[ARM][AArch64] Vector intrinsics do not match hardware behavior for NaN, subnormals #128006

ostannard · 2025-02-20T13:44:54Z

The ARM/AArch64 vector intrinsics are defined as having the exact same behaviour as the hardware instructions.

For MVE:

The behavior of an intrinsic is specified to be equivalent to the MVE instruction it is mapped to in [MVE]. Intrinsics are specified as a mapping between their name, arguments and return values and the MVE instruction and assembler operands which they are equivalent to.

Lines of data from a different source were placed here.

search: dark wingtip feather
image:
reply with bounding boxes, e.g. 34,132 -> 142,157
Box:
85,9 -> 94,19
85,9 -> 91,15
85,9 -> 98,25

A compiler may make use of the as-if rule from C [C99] (5.1.2.3) to perform optimizations which preserve the instruction semantics.

For AdvSIMD:

The behavior of an intrinsic is specified to be equivalent to the AArch64 instruction it is mapped to in [Neon]. Intrinsics are specified as a mapping between their name, arguments and return values and the AArch64 instruction and assembler operands which they are equivalent to.

A compiler may make use of the as-if rule from C [C99] (5.1.2.3) to perform optimizations which preserve the instruction semantics.

However, clang does constant folding which doesn't always match the hardware's exact behaviour in cases like NaNs or subnormals.

For example, the MVE instructions always use a "default NaN" of 0x7ffc0000 (for single-precision) when the result of the instruction is any NaN, but we constant-fold this code down to return the input NaN value of 0xffffff42:

#include <arm_mve.h>

uint32x4_t foo() {
  float32x4_t nan = vreinterpretq_f32_u32(vdupq_n_u32(0xffffff42));
  float32x4_t nan_plus_nan = vaddq_f32(nan, nan);
  return vreinterpretq_u32_f32(nan_plus_nan);
}

$ /work/llvm/build/bin/clang --target=arm-none-eabi -march=armv8.1-m.main+mve.fp -S nan.c -o - -O1 -mfloat-abi=hard
...
foo:
        .fnstart
@ %bb.0:                                @ %entry
        vmvn.i32        q0, #0xbd
        bx      lr
...

For subnormals, MVE instructions always flush input subnormal values to zero, but we optimise this code as if that was not the case, so the result gets rounded up to 1.0f:

#include <arm_mve.h>

float32x4_t bar() {
  float32x4_t smallest_subnormal = vreinterpretq_f32_u32(vdupq_n_u32(1));
  float32x4_t round_up = vrndpq_f32(smallest_subnormal);
  return round_up;
}

$ /work/llvm/build/bin/clang --target=arm-none-eabi -march=armv8.1-m.main+mve.fp -S subnormal.c -o - -O1 -mfloat-abi=hard
...
bar:
        .fnstart
@ %bb.0:                                @ %entry
        mov.w   r0, #1065353216
        vdup.32 q0, r0
        bx      lr
...

For AArch64 AdvSIMD, the rounding mode and subnormal flushing behaviour are configurable with the FPCR register, but we also emit code which constant-folds these operations.

I think it would be reasonable to deviate from the ACLE here, and allow these optimisations depending on the floating-point options (e.g. -ffp-model=), but none of these options seem to have any effect on vector intrinsics.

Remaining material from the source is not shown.